Re: ext3 on Linux software RAID1

Matti Aarnio <matti.aarnio@zmailer.org> · Sat, 2 Mar 2002 23:59:20 +0200

On Sat, Mar 02, 2002 at 12:18:44PM -0500, Rechenberg, Andrew wrote:
... 
> We just had a pretty bad crash on one of production boxes and the ext2
> filesystem on the data partition of our box had some major filesystem
> corruption.  Needless to say, I am now looking into converting the
> filesystem to ext3 and I have some questions regarding ext3 and Linux
> software RAID.
>
> I have read that previously there were some issues running ext3 on a
> software raid device (/dev/mdN), but that most of those issues are resolved
> by running kernel 2.4.x.  Currently we are running 2.4.16 on our producton
> system and we have a rather complicated hardware/software RAID configuration
> on the box.

To a large extent what is called "ext3" should probably be called "ext2+j",
or some such, but "ext3" makes sense for many things.

You have probably seen my comments.

I did "solve" the problem by running my dual-cpu box with uniprocessor
kernel.  Even  a SMP kernel with "nosmp"  boot option (to run it with
only the boot processor) didn't work.

My troublesome machine has been co-located into a place at which I don't
have daily access.  

How much the problem lies in the gcc version (RH 7.1 2.96-97.1), and
how much in the kernel (2.4.17 release), I don't know.

It seems to happen when there is:
  - lots of memory
  - at least 2 _fast_ processors
  - process writing at full tilt a very large file
    (1.3+ times the memory size)

I didn't ever see the problem with 128 MB Dual PPro200 machine
even with same disks that latter with another motherboard/cpus
did cause problems.

I haven't seen the problem with my home machine which is,
if possible, even heftier box that the one which I do get
to hang -- except it has dual IDE disks at same IDE cable,
instead of a separate dual channel IDE controller or SCSI
controller.   (Both of which have hung up on me at otherbox.)

...
> - Is it wise to convert the filesystem on /dev/md1 to ext3? 
> 
> - Have the issues with ext3 on Linux RAID been resolved?

  Things I have seen in 2.4.18 test releases don't convince me.
  However I haven't been able to test them either.  Maybe in
  couple weeks time, but not yet.

> - Will the failing and resyncing of /dev/md1 happening on a daily basis
>   cause problems with the journalling? 

  It should be invisible.  Doing it at a quiet moment would be advisable,
  of course.   Running the resync will take heaps of time, though.

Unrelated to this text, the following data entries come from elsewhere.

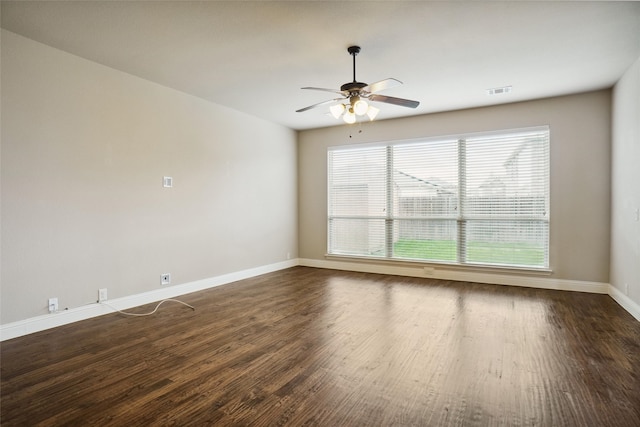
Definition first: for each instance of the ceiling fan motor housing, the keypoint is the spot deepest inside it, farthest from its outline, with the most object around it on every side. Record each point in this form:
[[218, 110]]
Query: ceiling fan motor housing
[[352, 87]]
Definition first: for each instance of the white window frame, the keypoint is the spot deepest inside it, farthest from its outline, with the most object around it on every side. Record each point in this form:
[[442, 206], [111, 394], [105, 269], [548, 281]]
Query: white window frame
[[462, 219]]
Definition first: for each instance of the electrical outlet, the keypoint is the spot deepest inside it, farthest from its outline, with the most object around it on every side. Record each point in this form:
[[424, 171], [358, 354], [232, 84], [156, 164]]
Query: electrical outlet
[[53, 305], [165, 279]]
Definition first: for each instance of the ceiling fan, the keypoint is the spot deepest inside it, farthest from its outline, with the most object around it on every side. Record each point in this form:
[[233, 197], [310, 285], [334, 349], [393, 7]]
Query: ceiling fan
[[356, 93]]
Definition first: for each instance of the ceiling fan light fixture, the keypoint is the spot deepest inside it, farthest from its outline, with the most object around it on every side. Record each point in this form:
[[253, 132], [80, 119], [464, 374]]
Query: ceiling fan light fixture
[[337, 110]]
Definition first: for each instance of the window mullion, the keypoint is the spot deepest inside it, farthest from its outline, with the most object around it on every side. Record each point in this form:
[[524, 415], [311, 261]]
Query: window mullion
[[462, 196], [388, 223]]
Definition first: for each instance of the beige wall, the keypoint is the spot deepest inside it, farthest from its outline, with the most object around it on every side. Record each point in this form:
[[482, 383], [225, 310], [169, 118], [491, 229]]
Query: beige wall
[[625, 201], [84, 150], [580, 172]]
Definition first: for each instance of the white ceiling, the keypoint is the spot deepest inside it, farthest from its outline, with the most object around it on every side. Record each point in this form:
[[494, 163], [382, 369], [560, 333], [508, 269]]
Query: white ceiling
[[255, 56]]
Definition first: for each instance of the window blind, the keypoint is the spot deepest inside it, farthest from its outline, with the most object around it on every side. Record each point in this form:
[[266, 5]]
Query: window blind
[[479, 199]]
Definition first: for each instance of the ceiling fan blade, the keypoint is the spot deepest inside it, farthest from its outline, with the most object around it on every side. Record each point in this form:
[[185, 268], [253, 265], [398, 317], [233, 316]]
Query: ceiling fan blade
[[381, 85], [339, 92], [395, 101], [318, 105]]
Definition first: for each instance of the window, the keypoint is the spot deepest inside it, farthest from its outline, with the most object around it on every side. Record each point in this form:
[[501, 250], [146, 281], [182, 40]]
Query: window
[[478, 199]]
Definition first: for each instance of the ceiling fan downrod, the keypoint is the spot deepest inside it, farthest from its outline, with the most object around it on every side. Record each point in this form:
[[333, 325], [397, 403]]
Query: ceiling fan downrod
[[354, 86]]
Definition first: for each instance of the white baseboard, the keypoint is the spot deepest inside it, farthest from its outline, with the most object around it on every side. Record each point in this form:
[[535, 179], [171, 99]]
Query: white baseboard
[[445, 273], [48, 321], [627, 303]]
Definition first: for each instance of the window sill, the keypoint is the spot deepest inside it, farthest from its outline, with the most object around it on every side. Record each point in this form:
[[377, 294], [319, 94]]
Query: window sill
[[442, 266]]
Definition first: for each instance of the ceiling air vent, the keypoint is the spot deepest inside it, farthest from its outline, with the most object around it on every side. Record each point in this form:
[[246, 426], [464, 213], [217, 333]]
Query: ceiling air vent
[[499, 90]]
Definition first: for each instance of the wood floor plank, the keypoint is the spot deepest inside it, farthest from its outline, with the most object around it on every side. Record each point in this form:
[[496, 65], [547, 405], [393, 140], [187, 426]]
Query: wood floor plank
[[307, 346]]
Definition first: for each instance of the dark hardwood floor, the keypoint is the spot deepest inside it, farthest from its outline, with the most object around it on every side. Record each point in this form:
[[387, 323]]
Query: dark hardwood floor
[[308, 346]]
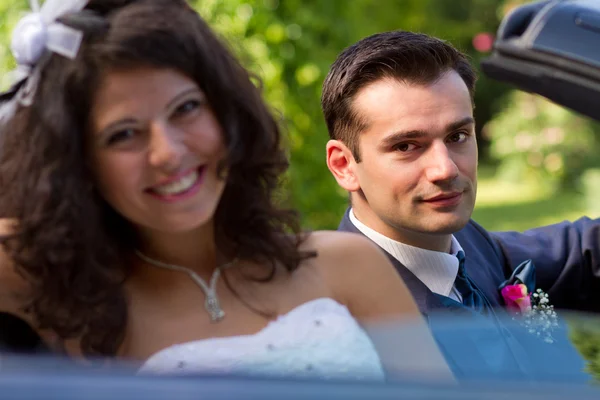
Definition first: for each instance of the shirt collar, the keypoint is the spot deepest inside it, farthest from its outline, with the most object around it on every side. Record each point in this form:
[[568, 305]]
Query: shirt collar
[[437, 270]]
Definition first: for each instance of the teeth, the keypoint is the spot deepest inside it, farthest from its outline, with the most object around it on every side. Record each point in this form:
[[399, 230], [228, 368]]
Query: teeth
[[178, 186]]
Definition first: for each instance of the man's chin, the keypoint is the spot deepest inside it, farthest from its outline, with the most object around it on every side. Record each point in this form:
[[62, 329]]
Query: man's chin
[[446, 226]]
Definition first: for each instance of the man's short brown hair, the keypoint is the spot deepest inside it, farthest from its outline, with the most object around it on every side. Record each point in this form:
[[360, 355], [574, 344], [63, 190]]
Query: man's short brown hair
[[406, 56]]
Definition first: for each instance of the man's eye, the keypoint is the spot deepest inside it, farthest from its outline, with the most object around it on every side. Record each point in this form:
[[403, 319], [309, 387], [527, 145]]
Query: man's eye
[[404, 147], [458, 137]]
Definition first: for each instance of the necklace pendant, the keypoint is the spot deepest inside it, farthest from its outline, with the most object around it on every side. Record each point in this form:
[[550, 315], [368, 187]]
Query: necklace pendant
[[214, 308]]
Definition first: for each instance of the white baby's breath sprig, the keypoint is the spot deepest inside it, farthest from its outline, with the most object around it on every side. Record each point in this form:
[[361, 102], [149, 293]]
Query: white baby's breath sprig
[[541, 319]]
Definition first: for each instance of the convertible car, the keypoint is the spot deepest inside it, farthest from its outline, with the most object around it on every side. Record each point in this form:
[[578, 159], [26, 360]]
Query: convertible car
[[551, 48]]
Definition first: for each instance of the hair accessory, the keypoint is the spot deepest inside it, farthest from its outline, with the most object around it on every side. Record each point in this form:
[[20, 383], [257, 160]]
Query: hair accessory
[[33, 37]]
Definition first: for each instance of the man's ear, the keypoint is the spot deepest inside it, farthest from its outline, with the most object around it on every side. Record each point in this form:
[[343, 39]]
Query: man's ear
[[342, 165]]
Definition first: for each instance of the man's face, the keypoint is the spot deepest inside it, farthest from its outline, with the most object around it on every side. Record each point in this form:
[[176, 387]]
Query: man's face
[[417, 174]]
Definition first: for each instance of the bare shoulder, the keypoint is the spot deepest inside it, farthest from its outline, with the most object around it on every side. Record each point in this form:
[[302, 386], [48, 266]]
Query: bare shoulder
[[11, 282], [360, 275], [341, 249]]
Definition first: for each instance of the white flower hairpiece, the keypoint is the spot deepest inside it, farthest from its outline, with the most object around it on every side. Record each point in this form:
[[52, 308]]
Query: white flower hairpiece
[[33, 37]]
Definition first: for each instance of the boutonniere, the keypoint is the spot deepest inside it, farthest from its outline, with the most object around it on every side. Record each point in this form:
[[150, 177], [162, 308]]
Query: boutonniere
[[531, 305]]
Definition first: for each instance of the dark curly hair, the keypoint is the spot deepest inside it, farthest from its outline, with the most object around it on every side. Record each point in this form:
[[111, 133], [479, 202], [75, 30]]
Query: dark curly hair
[[68, 243]]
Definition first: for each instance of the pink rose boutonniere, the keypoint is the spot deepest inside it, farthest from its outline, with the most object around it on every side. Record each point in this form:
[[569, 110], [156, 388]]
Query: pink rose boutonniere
[[538, 315], [517, 298]]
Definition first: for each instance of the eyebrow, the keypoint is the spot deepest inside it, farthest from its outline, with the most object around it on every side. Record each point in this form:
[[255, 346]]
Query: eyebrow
[[399, 136], [113, 125]]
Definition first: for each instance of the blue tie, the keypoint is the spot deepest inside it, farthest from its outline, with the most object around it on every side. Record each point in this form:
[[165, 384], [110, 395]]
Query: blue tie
[[471, 296]]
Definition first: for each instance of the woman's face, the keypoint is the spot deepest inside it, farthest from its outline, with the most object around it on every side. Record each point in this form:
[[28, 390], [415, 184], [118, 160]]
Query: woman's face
[[155, 145]]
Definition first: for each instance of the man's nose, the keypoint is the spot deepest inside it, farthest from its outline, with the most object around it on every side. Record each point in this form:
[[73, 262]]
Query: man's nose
[[440, 165]]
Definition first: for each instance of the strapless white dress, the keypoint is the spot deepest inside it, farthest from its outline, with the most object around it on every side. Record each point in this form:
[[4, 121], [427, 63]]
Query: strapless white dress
[[317, 340]]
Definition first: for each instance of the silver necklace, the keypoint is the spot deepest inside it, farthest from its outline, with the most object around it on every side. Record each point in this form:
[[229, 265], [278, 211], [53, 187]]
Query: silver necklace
[[211, 303]]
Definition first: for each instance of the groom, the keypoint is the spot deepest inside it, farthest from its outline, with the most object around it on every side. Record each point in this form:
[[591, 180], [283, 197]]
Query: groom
[[399, 110]]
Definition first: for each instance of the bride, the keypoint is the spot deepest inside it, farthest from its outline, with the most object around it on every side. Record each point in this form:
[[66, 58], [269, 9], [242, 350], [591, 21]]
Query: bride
[[138, 169]]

  Consider 252 GB being synced at 15 MB/sec (even that might be a bit
  over optimistic with some disks), it takes "mere" 16800 seconds,
  or 4h 40m.

  Heaps of smarter internal design to support a real RAID10 (instead
  of RAID1 on top of a pair of RAID0) might allow syncing all disks in
  parallel, which of course reduces the max speed, but might achieve
  the sync in about an hour, or two.

> - Do you think the filesystem would be stable enough for 18x7 availability?

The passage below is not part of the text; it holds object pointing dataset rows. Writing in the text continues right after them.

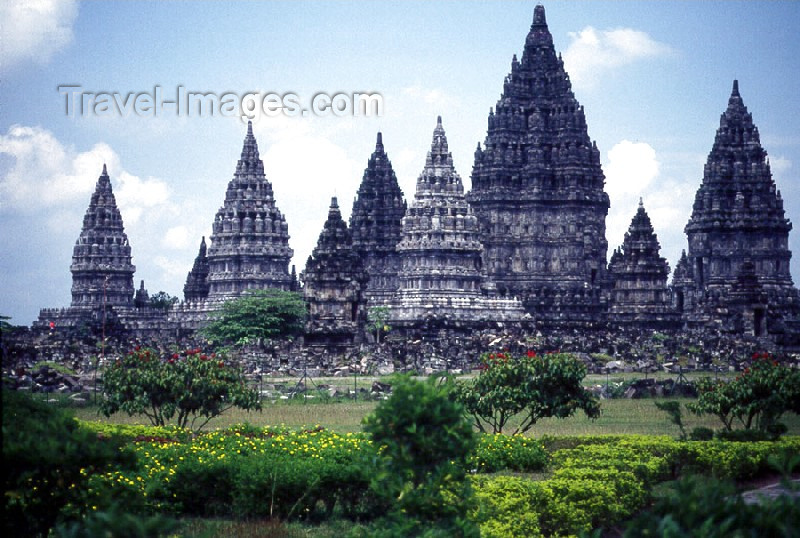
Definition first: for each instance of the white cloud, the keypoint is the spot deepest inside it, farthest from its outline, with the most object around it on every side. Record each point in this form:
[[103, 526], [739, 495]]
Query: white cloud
[[34, 30], [177, 237], [47, 175], [592, 52], [306, 170], [631, 167]]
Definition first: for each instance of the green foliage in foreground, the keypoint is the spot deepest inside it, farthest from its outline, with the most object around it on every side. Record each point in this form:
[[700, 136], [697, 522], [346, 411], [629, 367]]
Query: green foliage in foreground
[[695, 506], [48, 460], [261, 314], [532, 386], [316, 475], [757, 399], [187, 387], [425, 444]]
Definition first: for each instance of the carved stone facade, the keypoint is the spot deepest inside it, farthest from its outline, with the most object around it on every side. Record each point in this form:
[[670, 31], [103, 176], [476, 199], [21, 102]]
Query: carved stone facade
[[638, 274], [196, 287], [532, 228], [102, 272], [737, 268], [250, 240], [538, 191], [334, 280], [440, 252], [375, 224]]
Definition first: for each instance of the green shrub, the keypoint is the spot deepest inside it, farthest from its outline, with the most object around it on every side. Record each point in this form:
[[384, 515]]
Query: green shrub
[[698, 507], [701, 433], [756, 399], [117, 523], [507, 507], [48, 460], [187, 387], [496, 452], [425, 444], [532, 386]]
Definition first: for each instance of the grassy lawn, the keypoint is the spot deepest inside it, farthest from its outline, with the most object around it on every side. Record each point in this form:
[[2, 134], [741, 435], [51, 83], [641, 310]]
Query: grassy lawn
[[620, 416]]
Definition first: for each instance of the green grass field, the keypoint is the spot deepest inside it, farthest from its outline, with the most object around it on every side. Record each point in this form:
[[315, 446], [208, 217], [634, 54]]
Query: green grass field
[[620, 416]]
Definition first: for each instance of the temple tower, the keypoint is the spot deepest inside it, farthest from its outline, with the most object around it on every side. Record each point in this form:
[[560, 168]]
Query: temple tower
[[538, 192], [196, 287], [334, 280], [738, 235], [639, 294], [440, 251], [375, 225], [102, 272], [250, 240]]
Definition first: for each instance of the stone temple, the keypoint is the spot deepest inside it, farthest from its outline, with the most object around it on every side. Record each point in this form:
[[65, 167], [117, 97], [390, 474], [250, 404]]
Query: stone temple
[[639, 294], [102, 268], [735, 276], [334, 282], [526, 246], [441, 278], [375, 224], [250, 240], [538, 192]]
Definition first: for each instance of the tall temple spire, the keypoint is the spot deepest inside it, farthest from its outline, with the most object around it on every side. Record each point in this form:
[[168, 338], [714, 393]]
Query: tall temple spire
[[196, 287], [538, 190], [639, 295], [102, 272], [334, 279], [375, 224], [737, 215], [250, 239], [439, 225]]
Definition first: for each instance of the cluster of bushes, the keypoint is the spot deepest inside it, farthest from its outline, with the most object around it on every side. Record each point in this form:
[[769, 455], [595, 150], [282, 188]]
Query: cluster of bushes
[[603, 481]]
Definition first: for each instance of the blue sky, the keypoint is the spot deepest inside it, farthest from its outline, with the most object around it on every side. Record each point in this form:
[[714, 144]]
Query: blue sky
[[653, 77]]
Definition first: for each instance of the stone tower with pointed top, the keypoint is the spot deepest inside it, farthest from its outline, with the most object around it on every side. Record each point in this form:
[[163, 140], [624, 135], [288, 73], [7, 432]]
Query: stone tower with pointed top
[[102, 272], [538, 191], [334, 280], [738, 235], [375, 225], [440, 251], [196, 287], [250, 240], [638, 274]]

  EXT3, yes.  But likely you should ask RedHat for supported Enterprise
  kernel.    There are other reasons why ReiserFS might make sense 
  in your system, but unfortunately they don't help with backup...

  ..  or maybe...  See the site:  http://devlinux.com/namesys

  If the reiserfs can do snapshot at filesystem level, and you
  take backup at filesystem level..  Then you can have heaps of
  small RAID1 pairs stripped together with RAID0 -- e.g.  "RAID01"
  (or which ever way those hybrides are called..)

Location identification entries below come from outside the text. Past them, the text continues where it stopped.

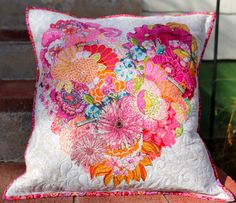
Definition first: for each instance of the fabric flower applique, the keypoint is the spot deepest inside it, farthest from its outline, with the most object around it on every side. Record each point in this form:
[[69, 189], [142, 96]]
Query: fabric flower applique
[[125, 70], [116, 111]]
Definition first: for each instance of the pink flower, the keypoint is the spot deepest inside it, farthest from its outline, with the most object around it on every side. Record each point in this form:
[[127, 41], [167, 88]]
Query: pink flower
[[87, 150], [118, 124]]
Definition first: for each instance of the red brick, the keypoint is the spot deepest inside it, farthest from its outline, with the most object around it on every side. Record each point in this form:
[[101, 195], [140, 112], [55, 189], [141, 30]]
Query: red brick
[[16, 95]]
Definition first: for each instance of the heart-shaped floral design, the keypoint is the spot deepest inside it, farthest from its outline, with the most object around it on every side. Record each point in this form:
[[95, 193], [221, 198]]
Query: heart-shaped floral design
[[115, 105]]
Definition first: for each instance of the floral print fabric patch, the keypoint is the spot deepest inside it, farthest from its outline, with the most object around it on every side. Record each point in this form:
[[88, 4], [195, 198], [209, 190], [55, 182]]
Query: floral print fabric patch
[[117, 109], [115, 100]]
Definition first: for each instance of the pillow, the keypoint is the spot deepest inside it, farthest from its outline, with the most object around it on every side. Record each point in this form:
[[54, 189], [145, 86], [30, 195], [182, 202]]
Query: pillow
[[116, 107]]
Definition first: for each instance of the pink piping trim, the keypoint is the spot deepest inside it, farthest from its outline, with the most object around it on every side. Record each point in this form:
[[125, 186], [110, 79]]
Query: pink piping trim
[[123, 193]]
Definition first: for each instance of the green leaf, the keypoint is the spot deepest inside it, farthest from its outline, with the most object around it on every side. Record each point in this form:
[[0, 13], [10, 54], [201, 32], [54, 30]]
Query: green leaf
[[88, 98], [134, 41]]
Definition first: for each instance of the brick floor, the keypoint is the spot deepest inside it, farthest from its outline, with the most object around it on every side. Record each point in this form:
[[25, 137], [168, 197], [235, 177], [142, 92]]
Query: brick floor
[[9, 171]]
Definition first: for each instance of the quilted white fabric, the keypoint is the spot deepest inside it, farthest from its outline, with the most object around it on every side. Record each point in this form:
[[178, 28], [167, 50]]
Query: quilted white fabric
[[182, 165]]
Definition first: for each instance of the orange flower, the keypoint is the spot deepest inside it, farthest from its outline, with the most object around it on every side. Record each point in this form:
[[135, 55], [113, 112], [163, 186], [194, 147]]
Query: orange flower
[[82, 64], [130, 168], [107, 83]]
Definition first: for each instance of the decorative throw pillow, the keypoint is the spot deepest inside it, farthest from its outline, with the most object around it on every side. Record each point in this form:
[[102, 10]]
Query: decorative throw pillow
[[116, 107]]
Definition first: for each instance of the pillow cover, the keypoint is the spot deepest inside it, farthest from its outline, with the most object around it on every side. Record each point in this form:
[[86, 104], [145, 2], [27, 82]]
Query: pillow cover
[[116, 107]]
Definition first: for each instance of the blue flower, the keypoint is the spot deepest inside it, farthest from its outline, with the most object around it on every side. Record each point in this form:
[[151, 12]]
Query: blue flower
[[125, 70], [92, 111], [137, 53], [122, 94], [106, 100]]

  ... but still, those don't help in case your system experiences
  the RAID1+EXT3 hangup which I kept seeing.

  When you have time, try it.   "tune2fs -j  /dev/md1"
  (Have suitable toolset online also), e2fsck, and mount with "-t ext3".

  Then try writing there a large file, e.g.:
	dd if=/dev/zero bs=1024k of=test.file  count=12000

  If it does not hang with a few runs, you probably are safe.

> - What kind of overhead is involved after the filesystem is ext3?

  Aside of the journal file, it is exactly the same as EXT2.
  Indeed you can  tune2fs   a EXT2 filesystem to be EXT3.
  I have done that.   It takes a bit to have the root to
  mutate itself in boot to ext3, for some reason.  But you
  are not doing this for your boot system..

  Difficulty appears only with ext2 filesystem that has been
  in use for a longer time with older kernels.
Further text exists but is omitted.